SpeechJudge: Towards Human-Level Judgment for Speech Naturalness
Abstract
Aligning large generative models with human feedback is a critical challenge. In speech synthesis, this is particularly pronounced due to the lack of a large-scale human preference dataset, which hinders the development of models that truly align with human perception. To address this, we introduce SpeechJudge, a comprehensive suite comprising a dataset, a benchmark, and a reward model centered on naturalness—one of the most fundamental subjective metrics for speech synthesis. First, we present SpeechJudge-Data, a large-scale human feedback corpus of 99K speech pairs. The dataset is constructed using a diverse set of advanced zero-shot text-to-speech (TTS) models across diverse speech styles and multiple languages, with human annotations for both intelligibility and naturalness preference. From this, we establish SpeechJudge-Eval, a challenging benchmark for speech naturalness judgment. Our evaluation reveals that existing metrics and AudioLLMs struggle with this task; the best-performing model, Gemini-2.5-Flash, achieves less than 70% agreement with human judgment, highlighting a significant gap for improvement. To bridge this gap, we develop SpeechJudge-GRM, a generative reward model (GRM) based on Qwen2.5-Omni-7B. It is trained on SpeechJudge-Data via a two-stage post-training process: Supervised Fine-Tuning (SFT) with Chain-of-Thought rationales followed by Reinforcement Learning (RL) with GRPO on challenging cases. On the SpeechJudge-Eval benchmark, the proposed SpeechJudge-GRM demonstrates superior performance, achieving 77.2% accuracy (and 79.4% after inference-time scaling @10) compared to a classic Bradley-Terry reward model (72.7%). Furthermore, SpeechJudge-GRM can be also employed as a reward function during the post-training of speech generation models to facilitate their alignment with human preferences.
SpeechJudge-Data
We recruit human annotators to provide feedback on synthesized speeches, with a focus on assessing two fundamental speech aspects: intelligibility and naturalness. The human annotators are instructed to perform two tasks based on a speech pair: (a) pointwise annotation of text accuracy to assess intelligibility, and (b) pairwise preference annotation to judge relative speech naturalness. This extensive effort, involving 69 labelers over two months, results in 99K annotated pairs, with each pair receiving an average of 2.49 annotations from different labelers. The system interface for human annotation is shown below:
For data synthesis, we employ a diverse set of advanced open-source zero-shot TTS models with varying architectures (see the subfigure (a)) to generate paired speech samples (see the subfigure (d)). We prepare speech references in both regular and expressive styles sourced from several datasets (see the subfigure (b)). In addition, we construct multilingual target texts encompassing both monolingual and cross-lingual synthesis scenarios to ensure data diversity (see the subfigure (c)).
SpeechJudge-Eval
We design a dedicated evaluation benchmark for the task of speech naturalness judgment. The task is structured as follows: given a target text and two corresponding speech samples, a model needs to judge which one is more natural. To construct the evaluation set, we select a subset from the SpeechJudge-Data where human annotators demonstrated high inter-annotator agreement, ensuring a high-quality ground truth.

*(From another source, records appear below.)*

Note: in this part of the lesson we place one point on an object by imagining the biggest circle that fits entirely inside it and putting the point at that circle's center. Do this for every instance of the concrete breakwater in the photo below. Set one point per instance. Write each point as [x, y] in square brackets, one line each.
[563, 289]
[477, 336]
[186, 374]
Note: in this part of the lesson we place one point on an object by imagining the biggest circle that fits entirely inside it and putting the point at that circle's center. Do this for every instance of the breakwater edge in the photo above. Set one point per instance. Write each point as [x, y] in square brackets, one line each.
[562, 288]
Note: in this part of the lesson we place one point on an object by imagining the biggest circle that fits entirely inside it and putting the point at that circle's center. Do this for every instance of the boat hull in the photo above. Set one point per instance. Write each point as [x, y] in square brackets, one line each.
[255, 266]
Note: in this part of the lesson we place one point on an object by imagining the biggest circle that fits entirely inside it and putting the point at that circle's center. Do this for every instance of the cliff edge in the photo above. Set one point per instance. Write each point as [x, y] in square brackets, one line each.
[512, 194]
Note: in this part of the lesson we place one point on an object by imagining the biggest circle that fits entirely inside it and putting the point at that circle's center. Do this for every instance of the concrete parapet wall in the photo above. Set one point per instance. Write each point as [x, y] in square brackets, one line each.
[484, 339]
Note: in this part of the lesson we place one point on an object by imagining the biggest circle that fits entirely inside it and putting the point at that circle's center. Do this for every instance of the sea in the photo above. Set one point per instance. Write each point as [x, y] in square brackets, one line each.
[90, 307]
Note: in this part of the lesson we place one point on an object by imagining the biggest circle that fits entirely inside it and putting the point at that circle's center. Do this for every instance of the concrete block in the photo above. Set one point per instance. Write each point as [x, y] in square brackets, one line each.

We benchmark the naturalness judgment capability of various models based on SpeechJudge-Eval. A key observation is that speech naturalness judgment is a highly challenging task. The best-performing model, Gemini-2.5-Flash, still only achieves less than 70% agreement with human preferences.
SpeechJudge-GRM
Based on the proposed SpeechJudge-Data, we further explore how to train a Generative Reward Model (GRM) capable of accurately capturing human preferences. To this end, we introduce SpeechJudge-GRM, a model built upon Qwen2.5-Omni-7B (Thinker), and trained through a two-stage "Supervised Fine-Tuning (SFT) + Reinforcement Learning (RL)" post-training process specially designed for speech naturalness judgment task.
The results of SpeechJudge-GRM on the SpeechJudge-Eval benchmark are shown below. We develop SpeechJudge-BTRM as a baseline, which utilizes the classic Bradley-Terry Reward Model (BTRM) paradigm by adding a linear layer on Qwen2.5-Omni-7B (Thinker) to produce a single scalar reward prediction. We can observe that the SpeechJudge-GRM reaches 77.2% of agreement with human preferences, outperforming the classic BTRM (72.7%). Furthermore, when using the inference-time scaling (voting@10), the performance of SpeechJudge-GRM further improves to 79.4%.
In addition to exhibiting superior performance in naturalness judgment, SpeechJudge-GRM also demonstrates a certain degree of explainability by revealing its chain-of-thought reasoning process. Below are several cases illustrating the reasoning behavior of SpeechJudge-GRM, randomly selected from the SpeechJudge-Eval benchmark:
We are comparing the naturalness of two text-to-speech models' outputs. The models need to speak the target text accurately and naturally.
Target text: {{ currentGrmEntry.target_text }}
Output A:Analyze the two output above, and score them with number from 1 to 10.
Note:
- Please evaluate the naturalness of both audio outputs based on the following criteria: Prosody and Intonation, Pacing and Rhythm, Articulation and Clarity, and Overall Naturalness.
- After conducting a detailed analysis of each criterion, using the following output template to highlight your conclusion: Output A: X, Output B: X.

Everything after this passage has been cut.